The Competitive Context: Why System Tuning Is Becoming a Differentiator
The investments Red Hat is making in Tuned reflect a broader competitive dynamic in the enterprise Linux market. As cloud providers and hardware vendors offer increasingly similar base capabilities, the quality of system-level optimization and management tooling has become a meaningful differentiator. SUSE, Canonical, and other Linux distribution vendors have their own approaches to performance tuning, but Red Hat’s Tuned has the advantage of a long development history and deep integration with the RHEL platform.
The addition of AI-specific profiles is particularly noteworthy in this context. As enterprises race to deploy AI inference at scale, the operating system layer is becoming a critical optimization surface. A few percentage points of improvement in inference latency or throughput, multiplied across thousands of servers, can translate into significant cost savings and competitive advantage. Red Hat appears to be betting that system-level tuning will be an important part of the AI infrastructure stack, not just an afterthought.

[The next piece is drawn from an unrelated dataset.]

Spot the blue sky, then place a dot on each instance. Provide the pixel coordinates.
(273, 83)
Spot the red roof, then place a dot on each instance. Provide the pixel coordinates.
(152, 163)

Availability and Adoption Path
Tuned 2.27 is available now through the project’s upstream repositories and is expected to be incorporated into future releases of Fedora and RHEL. Organizations running current versions of RHEL can typically adopt new Tuned releases through standard package updates, although the availability of specific features may depend on the kernel version and hardware platform in use.
For system administrators and performance engineers, the release is worth evaluating not just for its new features but for what it signals about the direction of enterprise Linux optimization. The convergence of AI workloads, heterogeneous hardware platforms, and real-time computing requirements is creating new demands on the operating system layer, and tools like Tuned are evolving to meet them. Red Hat’s continued investment in this project suggests that automated, profile-based system tuning will remain a core part of the enterprise Linux value proposition for years to come.
The full details of the Tuned 2.27 release are available through the project’s official changelog and the reporting at Phoronix.